Avec la blessure de son coéquipier Julio Billia, Xavier Potvin a saisi sa chance et montre de belles statistiques devant le filet des Saguenéens de Chicoutimi.

Xavier Potvin épate à Chicoutimi

Ça se déroule plutôt bien pour les Potvin, père et fils, depuis le début de la saison de hockey. Avec les Cantonniers de Magog, Félix Potvin vient de voir son équipe grimper au premier rang de la division Tacks de la Ligue de développement midget AAA du Québec. Pendant ce temps à Chicoutimi, son fils Xavier, cerbère des Saguenéens, traverse les meilleurs moments de sa carrière.
Le nom de Xavier Potvin apparaît parmi les meneurs dans tous les départements chez les gardiens de but : troisième pour la moyenne de buts alloués (2,44), quatrième pour le pourcentage d'arrêts (,918) et troisième pour le nombre de victoires (10). Cette dernière statistique est éloquente et démontre l'utilité du fils de Félix Potvin chez les Saguenéens si on considère que ces derniers ont récolté 11 victoires depuis le début des hostilités et que 10 d'entre elles sont l'affaire de Potvin. Ajoutons que celui-ci a encaissé seulement quatre défaites jusqu'ici.
Xavier Potvin n'a donc pas raté sa chance lorsque le gardien numéro un de l'équipe, Julio Billia, a été blessé dès le début de la saison. L'entraîneur Yannick Jean aura un beau casse-tête à solutionner lorsque Billia sera prêt à retourner dans le feu de l'action.
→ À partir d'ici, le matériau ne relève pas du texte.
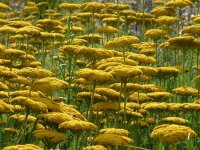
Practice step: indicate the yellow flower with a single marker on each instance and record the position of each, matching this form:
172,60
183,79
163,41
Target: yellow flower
49,84
158,2
34,73
116,6
130,105
78,126
5,7
116,131
193,29
185,91
160,95
92,6
154,106
141,97
178,3
172,134
56,118
29,30
90,38
104,106
175,120
121,60
21,118
69,6
153,88
94,76
155,33
25,93
141,58
122,41
85,96
7,30
30,104
5,108
113,20
22,147
50,136
107,30
160,11
110,94
125,72
96,147
163,20
112,140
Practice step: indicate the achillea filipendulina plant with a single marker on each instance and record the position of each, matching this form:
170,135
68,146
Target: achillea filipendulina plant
49,85
95,77
175,120
21,147
112,140
172,134
95,147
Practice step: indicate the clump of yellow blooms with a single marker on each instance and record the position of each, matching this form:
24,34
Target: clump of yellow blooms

« Cela ne m'appartient pas et je ne m'en préoccupe pas du tout, affirme celui qui porte le dossard 39 chez les Sags. Je me concentre sur le moment présent sans penser au lendemain. »
Numéro un
Rien de mieux que jouer sur une base régulière pour retrouver ses repères, ses réflexes et surtout sa confiance pour un gardien de but. Xavier Potvin est le premier à le reconnaître. « Peu importe les circonstances, quand tu obtiens des départs de façon régulière, tout devient plus facile. Ce n'est pas la pression qui me dérange. Ce qui m'importe, c'est de donner une chance à mon équipe de gagner. »
À sa seconde saison dans la LHJMQ, Potvin voulait hausser son jeu, s'implanter comme un gardien numéro un. Le malheur de Billia a donc fait le bonheur de Potvin « J'ai toujours prouvé que j'étais un gars d'équipe. Je n'allais pas me réjouir de la blessure de Julio, mais cela m'a ouvert une porte. À moi de la franchir la tête haute. Je ne suis pas seul là-dedans. Les gars devant moi sont remarquables et notre instructeur des gardiens Alexandre Carrier n'est jamais à court de moyens pour me rendre meilleur. Je suis bien entouré ».
Les comparaisons avec son célèbre père qui a brillé avec les Saguenéens et dans la LNH font aussi partie du passé. « On me voit comme Xavier Potvin et non plus comme le fils de Félix. Ça doit être bon signe pour moi. »
Révélateur en tout cas de l'excellence de son rendement.